The trend could open the path towards a less burdensome rate hike by the Bank of Canada
A deceleration in the US inflation numbers might bring good tidings for Canada, a new analysis has suggested.
“The biggest surprise was the decline in [US] core inflation, which excludes food and energy prices,” said economist Sherry Cooper. “The shelter index continued to rise but did post a smaller increase than the prior month, increasing 0.5% in July compared to 0.6% in June. The rent index rose 0.7%, and the owners’ equivalent rent index rose 0.6%.”
This housing-fuelled softening will give the US Federal Reserve some much needed leg room.

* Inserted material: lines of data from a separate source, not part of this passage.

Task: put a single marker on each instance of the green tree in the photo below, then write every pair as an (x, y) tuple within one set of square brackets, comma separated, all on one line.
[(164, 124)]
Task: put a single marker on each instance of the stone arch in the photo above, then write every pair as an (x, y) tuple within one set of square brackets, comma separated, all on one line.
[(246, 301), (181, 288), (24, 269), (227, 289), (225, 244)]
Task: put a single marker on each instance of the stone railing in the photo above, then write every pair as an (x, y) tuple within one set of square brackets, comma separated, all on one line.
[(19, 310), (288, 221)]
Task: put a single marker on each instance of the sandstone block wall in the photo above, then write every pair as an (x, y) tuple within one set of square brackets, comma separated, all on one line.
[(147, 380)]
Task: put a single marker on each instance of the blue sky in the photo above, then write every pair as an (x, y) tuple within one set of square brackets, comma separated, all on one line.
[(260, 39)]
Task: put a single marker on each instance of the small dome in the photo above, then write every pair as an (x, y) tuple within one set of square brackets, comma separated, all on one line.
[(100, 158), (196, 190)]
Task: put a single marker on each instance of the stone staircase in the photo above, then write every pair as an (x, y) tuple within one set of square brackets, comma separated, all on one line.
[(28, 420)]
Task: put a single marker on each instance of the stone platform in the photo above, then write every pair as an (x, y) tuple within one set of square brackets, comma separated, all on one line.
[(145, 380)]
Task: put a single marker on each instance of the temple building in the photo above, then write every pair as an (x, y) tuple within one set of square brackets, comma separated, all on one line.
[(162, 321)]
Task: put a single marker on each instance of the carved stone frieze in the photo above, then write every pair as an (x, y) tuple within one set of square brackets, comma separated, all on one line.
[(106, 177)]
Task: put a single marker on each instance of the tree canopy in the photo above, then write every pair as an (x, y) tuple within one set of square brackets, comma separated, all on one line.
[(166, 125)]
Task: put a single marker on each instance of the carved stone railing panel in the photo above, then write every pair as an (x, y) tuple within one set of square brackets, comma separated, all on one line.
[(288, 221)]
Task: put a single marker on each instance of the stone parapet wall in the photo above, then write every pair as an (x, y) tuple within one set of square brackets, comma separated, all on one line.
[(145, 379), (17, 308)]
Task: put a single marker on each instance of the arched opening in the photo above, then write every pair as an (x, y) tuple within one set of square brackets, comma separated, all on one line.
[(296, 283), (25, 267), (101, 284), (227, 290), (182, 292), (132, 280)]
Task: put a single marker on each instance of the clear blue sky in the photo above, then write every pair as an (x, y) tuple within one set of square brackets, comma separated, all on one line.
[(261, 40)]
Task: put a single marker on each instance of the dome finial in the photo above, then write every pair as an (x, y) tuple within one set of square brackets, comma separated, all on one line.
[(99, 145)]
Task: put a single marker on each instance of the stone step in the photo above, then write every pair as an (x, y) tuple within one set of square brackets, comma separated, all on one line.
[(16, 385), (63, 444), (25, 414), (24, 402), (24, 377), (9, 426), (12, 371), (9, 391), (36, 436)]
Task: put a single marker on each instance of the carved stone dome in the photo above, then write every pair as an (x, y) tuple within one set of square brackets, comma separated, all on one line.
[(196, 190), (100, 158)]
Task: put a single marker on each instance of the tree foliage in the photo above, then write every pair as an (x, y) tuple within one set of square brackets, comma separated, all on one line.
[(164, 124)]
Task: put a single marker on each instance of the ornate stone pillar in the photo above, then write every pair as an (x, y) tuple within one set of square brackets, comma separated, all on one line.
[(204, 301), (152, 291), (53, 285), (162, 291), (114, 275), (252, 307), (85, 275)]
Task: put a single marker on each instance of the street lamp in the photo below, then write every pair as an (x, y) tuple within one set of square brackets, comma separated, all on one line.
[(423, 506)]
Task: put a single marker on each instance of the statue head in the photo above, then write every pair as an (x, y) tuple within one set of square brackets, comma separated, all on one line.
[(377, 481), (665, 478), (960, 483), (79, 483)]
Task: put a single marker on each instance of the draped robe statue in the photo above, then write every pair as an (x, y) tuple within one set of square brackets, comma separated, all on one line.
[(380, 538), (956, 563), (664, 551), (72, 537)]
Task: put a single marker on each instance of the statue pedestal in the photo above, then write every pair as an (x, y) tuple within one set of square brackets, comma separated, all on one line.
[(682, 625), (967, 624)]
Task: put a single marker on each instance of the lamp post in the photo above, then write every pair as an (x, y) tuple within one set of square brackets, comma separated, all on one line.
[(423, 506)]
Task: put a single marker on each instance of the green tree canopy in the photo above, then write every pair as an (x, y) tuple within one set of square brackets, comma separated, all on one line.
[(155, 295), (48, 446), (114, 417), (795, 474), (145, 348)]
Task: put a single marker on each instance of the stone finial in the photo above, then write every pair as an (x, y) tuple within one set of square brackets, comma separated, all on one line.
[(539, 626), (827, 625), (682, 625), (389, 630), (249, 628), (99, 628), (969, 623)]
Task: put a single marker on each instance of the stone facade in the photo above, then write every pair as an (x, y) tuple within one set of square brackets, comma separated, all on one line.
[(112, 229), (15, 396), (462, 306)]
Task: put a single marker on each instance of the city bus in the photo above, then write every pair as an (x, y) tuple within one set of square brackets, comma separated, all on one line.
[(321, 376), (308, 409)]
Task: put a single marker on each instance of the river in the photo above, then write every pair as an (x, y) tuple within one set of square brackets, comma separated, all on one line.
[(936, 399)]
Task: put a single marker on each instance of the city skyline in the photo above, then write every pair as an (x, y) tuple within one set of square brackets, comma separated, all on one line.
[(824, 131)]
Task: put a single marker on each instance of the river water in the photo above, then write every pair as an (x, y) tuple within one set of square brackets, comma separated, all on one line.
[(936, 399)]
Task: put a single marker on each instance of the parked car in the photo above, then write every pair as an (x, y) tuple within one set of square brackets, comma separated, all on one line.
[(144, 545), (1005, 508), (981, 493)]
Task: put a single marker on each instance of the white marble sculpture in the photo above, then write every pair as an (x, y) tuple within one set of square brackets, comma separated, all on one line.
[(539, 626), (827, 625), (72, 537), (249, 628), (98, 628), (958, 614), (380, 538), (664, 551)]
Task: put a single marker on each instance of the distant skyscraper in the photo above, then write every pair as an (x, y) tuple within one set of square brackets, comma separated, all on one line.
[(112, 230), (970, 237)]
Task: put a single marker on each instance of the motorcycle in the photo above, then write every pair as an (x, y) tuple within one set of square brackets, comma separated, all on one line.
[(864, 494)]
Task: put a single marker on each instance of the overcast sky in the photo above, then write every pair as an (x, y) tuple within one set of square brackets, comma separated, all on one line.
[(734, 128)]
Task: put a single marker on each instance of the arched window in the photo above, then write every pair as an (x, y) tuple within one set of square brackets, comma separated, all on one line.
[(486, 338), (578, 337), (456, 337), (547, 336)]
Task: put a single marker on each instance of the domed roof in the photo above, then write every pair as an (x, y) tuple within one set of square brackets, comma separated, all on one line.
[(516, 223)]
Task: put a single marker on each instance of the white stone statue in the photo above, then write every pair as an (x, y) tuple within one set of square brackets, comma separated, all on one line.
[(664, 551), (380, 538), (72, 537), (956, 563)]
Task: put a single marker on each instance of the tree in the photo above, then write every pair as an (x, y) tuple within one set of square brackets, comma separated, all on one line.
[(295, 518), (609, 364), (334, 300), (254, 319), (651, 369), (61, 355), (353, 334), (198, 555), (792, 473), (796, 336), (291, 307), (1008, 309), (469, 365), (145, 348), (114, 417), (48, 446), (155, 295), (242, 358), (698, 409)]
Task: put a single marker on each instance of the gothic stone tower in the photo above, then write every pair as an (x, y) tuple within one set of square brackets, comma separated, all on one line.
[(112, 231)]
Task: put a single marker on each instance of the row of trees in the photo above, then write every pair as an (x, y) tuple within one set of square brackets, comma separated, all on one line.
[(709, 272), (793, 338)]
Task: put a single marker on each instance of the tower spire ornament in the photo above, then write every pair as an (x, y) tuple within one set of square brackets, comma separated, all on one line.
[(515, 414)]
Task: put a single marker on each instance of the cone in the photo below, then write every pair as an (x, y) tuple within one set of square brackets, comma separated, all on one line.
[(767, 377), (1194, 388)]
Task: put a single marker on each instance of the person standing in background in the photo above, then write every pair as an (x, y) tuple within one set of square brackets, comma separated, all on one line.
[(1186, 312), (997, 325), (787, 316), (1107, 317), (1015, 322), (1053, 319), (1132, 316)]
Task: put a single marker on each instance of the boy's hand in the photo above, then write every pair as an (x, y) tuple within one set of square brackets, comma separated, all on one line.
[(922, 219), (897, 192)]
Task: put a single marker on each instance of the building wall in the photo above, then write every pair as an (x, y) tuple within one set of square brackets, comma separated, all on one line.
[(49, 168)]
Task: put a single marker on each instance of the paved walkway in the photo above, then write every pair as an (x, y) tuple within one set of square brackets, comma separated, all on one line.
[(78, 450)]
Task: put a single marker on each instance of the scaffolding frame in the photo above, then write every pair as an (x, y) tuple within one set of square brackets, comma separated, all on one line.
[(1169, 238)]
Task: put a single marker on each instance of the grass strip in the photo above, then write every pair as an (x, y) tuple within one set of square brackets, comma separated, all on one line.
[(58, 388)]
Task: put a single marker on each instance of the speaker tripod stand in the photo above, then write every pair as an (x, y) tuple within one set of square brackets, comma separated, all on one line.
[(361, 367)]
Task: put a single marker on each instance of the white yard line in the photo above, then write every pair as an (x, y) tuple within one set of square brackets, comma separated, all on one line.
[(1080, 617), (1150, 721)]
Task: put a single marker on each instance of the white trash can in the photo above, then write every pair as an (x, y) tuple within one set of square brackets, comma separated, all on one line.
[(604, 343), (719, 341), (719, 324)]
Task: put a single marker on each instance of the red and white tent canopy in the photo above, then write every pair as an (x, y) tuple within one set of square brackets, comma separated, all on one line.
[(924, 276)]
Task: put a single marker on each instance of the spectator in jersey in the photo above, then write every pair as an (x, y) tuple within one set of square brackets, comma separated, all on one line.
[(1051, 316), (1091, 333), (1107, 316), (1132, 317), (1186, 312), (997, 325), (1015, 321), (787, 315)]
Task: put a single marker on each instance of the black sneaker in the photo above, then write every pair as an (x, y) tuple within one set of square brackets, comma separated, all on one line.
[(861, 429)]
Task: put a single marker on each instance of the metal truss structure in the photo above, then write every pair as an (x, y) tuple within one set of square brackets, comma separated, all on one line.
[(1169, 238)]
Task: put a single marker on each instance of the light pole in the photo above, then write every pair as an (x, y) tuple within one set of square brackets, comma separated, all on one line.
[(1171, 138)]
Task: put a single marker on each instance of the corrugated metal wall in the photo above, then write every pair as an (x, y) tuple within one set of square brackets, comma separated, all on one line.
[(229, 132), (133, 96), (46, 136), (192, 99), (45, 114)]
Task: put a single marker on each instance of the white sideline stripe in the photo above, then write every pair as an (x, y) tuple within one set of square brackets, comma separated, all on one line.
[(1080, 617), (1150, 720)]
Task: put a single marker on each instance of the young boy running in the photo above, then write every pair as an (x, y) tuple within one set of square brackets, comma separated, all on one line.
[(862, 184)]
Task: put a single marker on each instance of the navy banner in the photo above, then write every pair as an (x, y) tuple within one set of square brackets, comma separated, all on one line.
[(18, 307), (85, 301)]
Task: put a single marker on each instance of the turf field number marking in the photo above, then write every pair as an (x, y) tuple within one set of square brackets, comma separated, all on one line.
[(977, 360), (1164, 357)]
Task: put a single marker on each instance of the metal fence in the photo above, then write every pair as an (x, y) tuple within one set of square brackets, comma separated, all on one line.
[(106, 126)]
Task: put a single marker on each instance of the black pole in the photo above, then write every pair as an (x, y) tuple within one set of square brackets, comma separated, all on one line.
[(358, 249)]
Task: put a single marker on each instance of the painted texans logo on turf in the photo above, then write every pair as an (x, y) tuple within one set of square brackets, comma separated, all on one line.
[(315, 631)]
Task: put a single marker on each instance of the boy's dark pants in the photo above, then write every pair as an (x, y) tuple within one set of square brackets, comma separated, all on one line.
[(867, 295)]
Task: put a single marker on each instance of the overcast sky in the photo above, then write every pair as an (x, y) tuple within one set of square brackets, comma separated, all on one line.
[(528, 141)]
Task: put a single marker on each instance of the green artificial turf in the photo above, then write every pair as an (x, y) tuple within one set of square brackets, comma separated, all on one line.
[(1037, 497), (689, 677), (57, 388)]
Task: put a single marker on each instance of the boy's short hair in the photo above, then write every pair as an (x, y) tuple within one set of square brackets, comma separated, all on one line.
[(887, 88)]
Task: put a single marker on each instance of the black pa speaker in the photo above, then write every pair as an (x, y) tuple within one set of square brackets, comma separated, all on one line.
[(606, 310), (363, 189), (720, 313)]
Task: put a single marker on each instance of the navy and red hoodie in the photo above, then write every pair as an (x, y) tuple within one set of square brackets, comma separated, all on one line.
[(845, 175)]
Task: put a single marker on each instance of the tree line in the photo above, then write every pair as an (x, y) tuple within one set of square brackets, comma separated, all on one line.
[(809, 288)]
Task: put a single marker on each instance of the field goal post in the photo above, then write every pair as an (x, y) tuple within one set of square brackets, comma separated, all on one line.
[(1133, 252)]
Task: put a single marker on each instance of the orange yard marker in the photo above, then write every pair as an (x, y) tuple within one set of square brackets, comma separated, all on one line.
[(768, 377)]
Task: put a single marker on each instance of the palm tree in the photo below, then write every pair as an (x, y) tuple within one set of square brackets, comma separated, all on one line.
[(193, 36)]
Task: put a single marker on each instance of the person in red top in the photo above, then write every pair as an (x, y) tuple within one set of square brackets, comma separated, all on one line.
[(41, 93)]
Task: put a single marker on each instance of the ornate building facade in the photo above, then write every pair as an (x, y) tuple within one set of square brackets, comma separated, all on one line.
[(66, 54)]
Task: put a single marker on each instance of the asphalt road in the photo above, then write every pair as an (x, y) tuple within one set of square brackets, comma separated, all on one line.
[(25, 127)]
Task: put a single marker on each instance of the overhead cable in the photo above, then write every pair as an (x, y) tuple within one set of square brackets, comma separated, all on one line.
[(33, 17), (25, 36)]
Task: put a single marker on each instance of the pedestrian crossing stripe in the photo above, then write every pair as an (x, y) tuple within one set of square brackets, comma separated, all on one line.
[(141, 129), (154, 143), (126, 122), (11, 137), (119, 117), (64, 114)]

“Fed officials have said they want to see months of evidence that prices are cooling, especially in the core gauge,” Cooper said. “They’ll have another round of monthly CPI and jobs reports before their next policy meeting on Sept. 20-21.”
With a 50-basis-point increase in the US next month now becoming more likely than a 75bp hike, Canada’s latest CPI numbers – scheduled for release on Aug. 16 – will be a crucial guidepost for the central bank’s near-future policy stance.
Read more: Economists: Canada’s deceleration to last for a prolonged period
“If the data show a dip in Canadian inflation, as I expect, that could open the door for a 50bp rise (rather than 75bp) in the Bank of Canada rate when they meet again on September 7,” Cooper said. “That is particularly important because, with one more policy rate hike, we are on the precipice of hitting trigger points for fixed payment variable rate mortgages booked since March 2020, when the prime rate was only 2.45%.
“The lower the rate hike, the fewer the number of mortgages falling into that category.”